Lesions in the interpositus-dentate region of the cerebellum impair short-term, or concurrent, TAL. In this type of learning, animals must discriminate between two flavor stimuli presented at the same time, one of which is associated with an aversive product. The task is learned by the control animals, and within this group the animals that acquire it adequately enough (15/22, 70% criterion) retain the learned taste discrimination when they are subjected to it again after being lesioned in the interpositus-dentate region.

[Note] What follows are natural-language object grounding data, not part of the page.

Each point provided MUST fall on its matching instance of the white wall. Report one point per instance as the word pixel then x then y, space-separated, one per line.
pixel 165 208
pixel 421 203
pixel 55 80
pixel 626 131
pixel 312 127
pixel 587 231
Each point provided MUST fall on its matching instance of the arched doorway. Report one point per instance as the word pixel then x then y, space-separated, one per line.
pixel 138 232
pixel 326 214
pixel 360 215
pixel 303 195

These results suggest that the deep nuclei are essential in the concurrent TAL acquisition process, but not in its retention.

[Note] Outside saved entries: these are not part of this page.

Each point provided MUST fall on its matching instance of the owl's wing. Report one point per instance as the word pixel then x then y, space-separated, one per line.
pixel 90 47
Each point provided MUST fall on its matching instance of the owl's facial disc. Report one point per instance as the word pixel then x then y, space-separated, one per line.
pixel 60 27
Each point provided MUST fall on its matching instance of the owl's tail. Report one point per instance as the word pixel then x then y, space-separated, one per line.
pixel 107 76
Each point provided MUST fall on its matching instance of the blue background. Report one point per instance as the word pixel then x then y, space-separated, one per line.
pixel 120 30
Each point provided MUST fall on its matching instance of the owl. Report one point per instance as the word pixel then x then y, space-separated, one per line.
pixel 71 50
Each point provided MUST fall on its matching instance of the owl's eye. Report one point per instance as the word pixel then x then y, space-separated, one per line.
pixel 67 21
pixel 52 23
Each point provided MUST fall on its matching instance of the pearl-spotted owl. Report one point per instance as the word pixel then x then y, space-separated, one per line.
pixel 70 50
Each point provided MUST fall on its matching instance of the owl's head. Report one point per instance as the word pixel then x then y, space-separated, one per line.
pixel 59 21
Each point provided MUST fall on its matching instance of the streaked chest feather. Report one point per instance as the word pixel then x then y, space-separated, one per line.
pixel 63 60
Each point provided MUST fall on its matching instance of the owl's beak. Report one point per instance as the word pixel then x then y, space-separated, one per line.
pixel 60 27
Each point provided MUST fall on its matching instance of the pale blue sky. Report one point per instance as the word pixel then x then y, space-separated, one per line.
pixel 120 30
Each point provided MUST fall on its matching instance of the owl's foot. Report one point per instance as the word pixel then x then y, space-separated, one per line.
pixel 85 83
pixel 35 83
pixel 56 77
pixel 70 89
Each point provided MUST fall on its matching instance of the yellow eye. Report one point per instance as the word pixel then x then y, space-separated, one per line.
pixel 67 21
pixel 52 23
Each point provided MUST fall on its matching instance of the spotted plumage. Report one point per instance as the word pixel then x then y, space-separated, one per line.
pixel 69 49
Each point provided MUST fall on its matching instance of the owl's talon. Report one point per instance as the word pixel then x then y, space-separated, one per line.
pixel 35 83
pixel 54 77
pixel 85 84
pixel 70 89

Role of anterior piriform cortex in the acquisition of conditioned flavour preference.

Flavour aversion learning (FAL) and conditioned flavour preference (CFP) facilitate animal survival and play a major role in food selection, but the neurobiological mechanisms involved are not completely understood. Neuroanatomical bases of CFP were examined by using Fos immunohistochemistry to record neuronal activity. Rats were trained over eight alternating one-bottle sessions to acquire a CFP induced by pairing a flavour with saccharin (grape was CS+ in Group 1; cherry in Group 2; in Group 3, grape/cherry in half of animals; Group 4, grape/cherry in water). Animals were offered the grape flavour on the day immediately after the training and their brains were processed for c-Fos. Neurons evidencing Fos-like immunoreactivity were counted in the infralimbic cortex, nucleus accumbens core, and anterior piriform cortex (aPC). Analysis showed a significantly larger number of activated cells after learning in the aPC alone, suggesting that the learning process might have produced a change in this cortical region. Ibotenic lesions in the aPC blocked flavour-taste preference but did not interrupt flavour-toxin FAL by LiCl. These data suggest that aPC cells may be involved in the formation of flavour preferences and that the integrity of this region may be specifically necessary for the acquisition of a CFP.